@raxod502-plaid It looks like (probably new in Catalina), macOS is requiring the Full Disk Access permission in order to modify these files.

Workaround (for anyone needing to remove these files to finish uninstalling Nix):

1. add the permission:

   • Run open -n "x-apple.systempreferences:com.apple.preference.security?Privacy_AllFiles" or manually open System Preferences > Security & Privacy > Full Disk Access
   • Unlock to make changes.

   • Add an exemption for either your terminal app or shell. I suspect the right program will already be in the list (unchecked--IIRC accessing protected files with a program should add it to the list), in which case you can just tick it's checkbox. If not, you'll need to click "+" and find it.

     I keep the exemption enabled myself, but you may want to remove it after you're done. It's intended to keep programs (whether legitimate, or malware) from accessing some sensitive files without your permission.
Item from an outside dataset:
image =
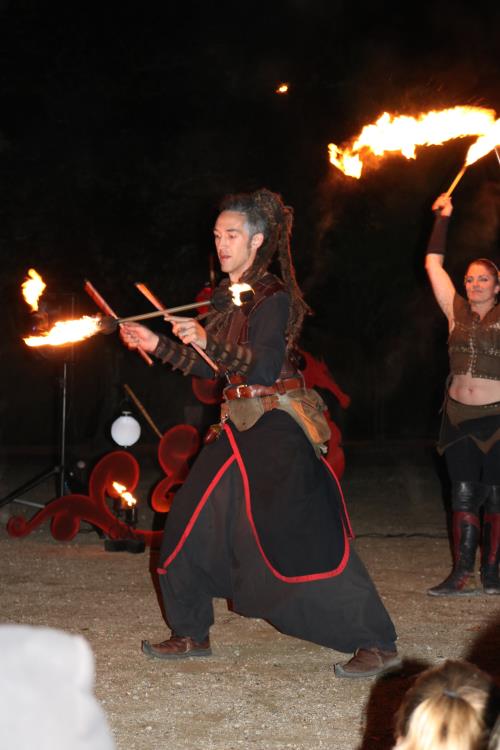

2. Re-run the uninstall command that failed (exact command differs between single-/multi-user installs).

Fixing this in the installer

The closest we can probably get to a real fix is either :

1. keeping macOS from creating these/proactively beating macOS to the punch
2. nudging all macOS users towards creating the exemption they'll need to uninstall during the installation process

I don't think the latter is worth exploring unless the former fails for some reason... mixed thoughts:

• It sounds like some people successfully block creation of .Trashes/ with something like touch /nix/.Trashes. Worth testing.
• We already add nobrowse to the mount settings in /etc/fstab, which does appear to disable spotlight indexing (can check this with mdutil -s /nix).
• For some reason nobrowse may both disable indexing but not suffice for keeping it from creating the .Spotlight-V100 directory. I'm not certain why, but I do have the spotlight directory on one of my test systems, but not on my main.
  
  
  
  • At one point I think we had something like sudo mdutil -i off /nix either in the install script, or in the documented recommendations. IIRC we removed it because it reports an error to the user that we couldn't figure out, and it seemed nobrowse was sufficient. Running this command might have some additional effect, even if there's an error. I may have installed my main system when this was still the recommended approach.
  
  
  • Back in April I identified another approach that we haven't tried (since nobrowse seemed sufficient), which is touch /nix/.metadata_never_index. It's worth confirming whether this keeps macOS from creating the file. Not sure if we need to fiddle file permissions?
  
  

Thank you for the response! I really appreciate it. Unfortunately, while enabling the Full Disk Access permission fixes the Operation not permitted errors, it does not fix the Resource busy error:

$ sudo rm -rf /nix
rm: /nix: Resource busy

Does that require an additional step? Unmounting and re-mounting the Nix volume does not seem to affect this.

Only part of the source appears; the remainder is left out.